Vendredi 13 juillet, l'opération "enseignes éteintes" donnera donc une couleur insolite à ce haut lieu de la vie nocturne lilloise.
Daniel Dassonville, à l'initiative de cette opération, répond à nos questions.
France 3 : Comment vous est venu l'idée d'une mobilisation des commerçants du quartier ?
Daniel Dassonville : Nous nous connaissons tous. Nous avons tous été très choqués par ce qui s'est passé au Theatro, par le fait aussi que deux collègues font partie des blessés.
Nous voulions témoigner notre solidarité et notre émotion. La surprise, c'est que tous les commerçants se sont joints à notre démarche.
France3 : La fusillade du week end dernier, c'est le signe d'une montée de la violence dans ce quartier de la vie nocturne ?
DD : En pleine saison (NDLR de septembre à juin), le quartier Massena-Solférino, ce sont 10 000 personnes par nuit les vendredis et samedis, avec 5 clubs qui ferment à 7h, et des bars ouverts jusqu'à 3h. Dans ces établissements, il y a très peu de bagarres. Le problème ce sont ceux qui traînent dans les rues. Ceux qu'on appelle entre nous les trois "ettes" comme "casquettes, survets, baskets", qui se montrent souvent d'emblée agressifs, nous insultent, nous menacent. Nous le vivons tous les soirs.
France 3 : Ne pensez-vous pas qu'une certaine discrimination à l'entrée des établissements exacerbe les comportements violents ?
DD : Moi et la plupart de mes collègues, nous nous défendons de toute discrimination raciale. Le problème, c'est l'agressivité immédiate, qui nous amène à refuser l'entrée à tel ou tel. Il y a aussi le problème des night shops qui se sont beaucoup développés dans le quartier et qui vendent de l'alcool pas cher. Du coup, ces jeunes sont d'autant plus agressifs qu'ils boivent beaucoup. Le problème concerne d'ailleurs aussi les filles, et ça pour nous, c'est un choc.
France 3 : quelle mesure faudrait-il prendre selon vous ?
DD : Hier soir, des CRS ont patrouillé dans le quartier. C'est très bien sauf que je suis venu leur dire qu'il était inutile de venir à 20h. C'est à partir de minuit - 1h qu'ils devraient être là, et rester dans le quartier jusqu'à 7h, au moment de la fermeture des clubs. Et cela tous les week ends et toute l'année. Il faut savoir que nous n'avons aucun moyen de nous défendre, pas de gilet pare-balle, pas le droit d'utiliser une bombe lacrymogène.

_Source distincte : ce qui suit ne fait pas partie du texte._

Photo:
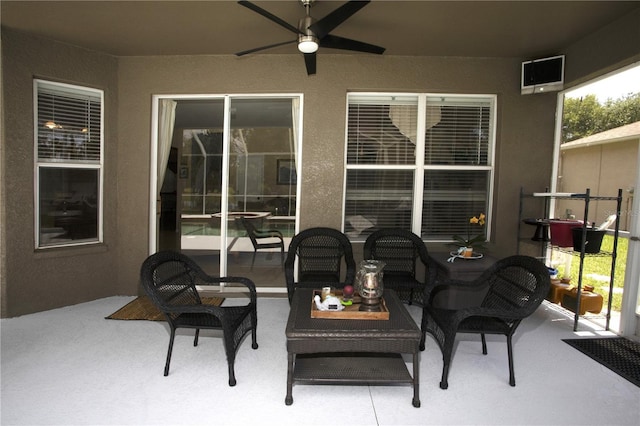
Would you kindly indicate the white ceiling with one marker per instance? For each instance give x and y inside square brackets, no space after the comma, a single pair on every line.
[520,29]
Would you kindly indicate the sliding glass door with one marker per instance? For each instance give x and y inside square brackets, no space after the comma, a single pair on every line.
[235,177]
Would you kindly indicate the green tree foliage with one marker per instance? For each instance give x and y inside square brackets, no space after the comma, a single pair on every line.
[586,116]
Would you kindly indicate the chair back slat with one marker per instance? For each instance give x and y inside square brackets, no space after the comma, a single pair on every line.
[320,254]
[170,281]
[516,284]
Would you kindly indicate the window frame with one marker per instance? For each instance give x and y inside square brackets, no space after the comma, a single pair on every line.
[419,168]
[41,164]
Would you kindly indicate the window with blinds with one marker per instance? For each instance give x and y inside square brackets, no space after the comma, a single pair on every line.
[419,162]
[69,159]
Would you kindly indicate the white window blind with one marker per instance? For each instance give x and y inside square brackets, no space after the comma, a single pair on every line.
[69,158]
[68,124]
[388,185]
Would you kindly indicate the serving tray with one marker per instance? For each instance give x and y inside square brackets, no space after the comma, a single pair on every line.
[349,312]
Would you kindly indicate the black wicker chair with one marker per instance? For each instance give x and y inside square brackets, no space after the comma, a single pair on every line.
[514,288]
[272,238]
[400,250]
[170,279]
[320,252]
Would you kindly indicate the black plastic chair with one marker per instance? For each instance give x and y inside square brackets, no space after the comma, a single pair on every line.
[320,253]
[400,250]
[514,288]
[170,279]
[263,239]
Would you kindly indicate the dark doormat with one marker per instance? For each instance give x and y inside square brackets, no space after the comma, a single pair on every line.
[616,353]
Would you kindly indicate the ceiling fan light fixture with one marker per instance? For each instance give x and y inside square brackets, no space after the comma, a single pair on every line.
[307,44]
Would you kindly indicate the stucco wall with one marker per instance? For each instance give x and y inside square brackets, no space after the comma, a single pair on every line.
[34,281]
[37,281]
[525,123]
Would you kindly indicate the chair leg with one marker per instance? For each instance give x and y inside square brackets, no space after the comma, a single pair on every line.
[444,383]
[512,376]
[232,375]
[166,365]
[447,354]
[254,339]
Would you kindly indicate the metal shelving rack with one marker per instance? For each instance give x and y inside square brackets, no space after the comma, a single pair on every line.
[587,198]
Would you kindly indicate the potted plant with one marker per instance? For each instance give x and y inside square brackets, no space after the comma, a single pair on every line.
[468,244]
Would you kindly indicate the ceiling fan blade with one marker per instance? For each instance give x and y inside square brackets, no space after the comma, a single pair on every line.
[337,42]
[310,62]
[257,49]
[269,16]
[325,25]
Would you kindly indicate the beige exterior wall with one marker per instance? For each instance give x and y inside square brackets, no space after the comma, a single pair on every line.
[34,281]
[603,168]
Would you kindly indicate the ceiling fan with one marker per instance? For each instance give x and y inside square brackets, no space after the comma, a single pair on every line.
[313,33]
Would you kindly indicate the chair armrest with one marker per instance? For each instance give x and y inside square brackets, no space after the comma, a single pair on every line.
[268,233]
[458,294]
[204,280]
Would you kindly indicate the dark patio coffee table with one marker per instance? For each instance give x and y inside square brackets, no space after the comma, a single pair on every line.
[351,351]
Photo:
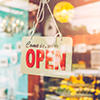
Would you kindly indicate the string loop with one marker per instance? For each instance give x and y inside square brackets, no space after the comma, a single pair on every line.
[40,17]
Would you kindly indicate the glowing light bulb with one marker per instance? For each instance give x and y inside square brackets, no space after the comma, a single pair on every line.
[63,12]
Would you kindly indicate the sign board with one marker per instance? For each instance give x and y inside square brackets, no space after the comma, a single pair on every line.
[47,56]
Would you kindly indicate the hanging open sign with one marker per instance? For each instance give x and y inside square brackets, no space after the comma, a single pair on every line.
[47,56]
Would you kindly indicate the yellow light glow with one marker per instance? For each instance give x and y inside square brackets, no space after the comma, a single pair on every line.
[21,23]
[4,21]
[63,12]
[17,21]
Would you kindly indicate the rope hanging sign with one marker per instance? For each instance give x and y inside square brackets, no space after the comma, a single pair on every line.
[46,56]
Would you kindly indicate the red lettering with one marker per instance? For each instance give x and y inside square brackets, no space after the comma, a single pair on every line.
[59,60]
[49,58]
[38,58]
[30,51]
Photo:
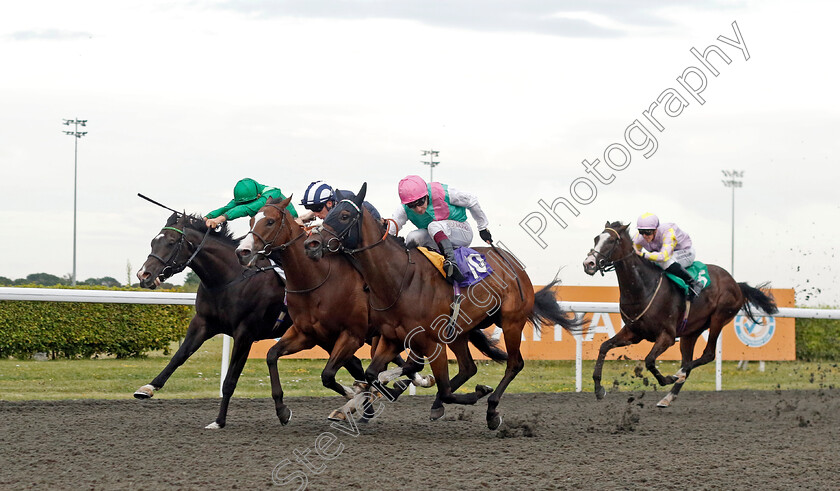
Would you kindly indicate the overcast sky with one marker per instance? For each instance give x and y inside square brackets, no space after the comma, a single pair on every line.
[184,98]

La seule défense que nous avons contre des personnes violentes, c'est notre propre solidarité de physionomistes.
Fayçal Mohktari, l'auteur présumé de la fusillade et son complice Djelloul Cherifi ont été arrêtés hier à Figueras en Espagne. Les circonstances de leur arrestation sont développées dans notre dernier reportage sur ce drame qui a coûté la vie à deux personnes, et fait quatre blessés.
Le reportage d' Hélène Bossy et Frédéric Elhorga
A lire aussi :
Fusillade de Lille : une marche blanche dimanche
Discothèque de Lille : qui est Fayçal Mohktari ?
Fusillade de Lille : où en est l'enquête ?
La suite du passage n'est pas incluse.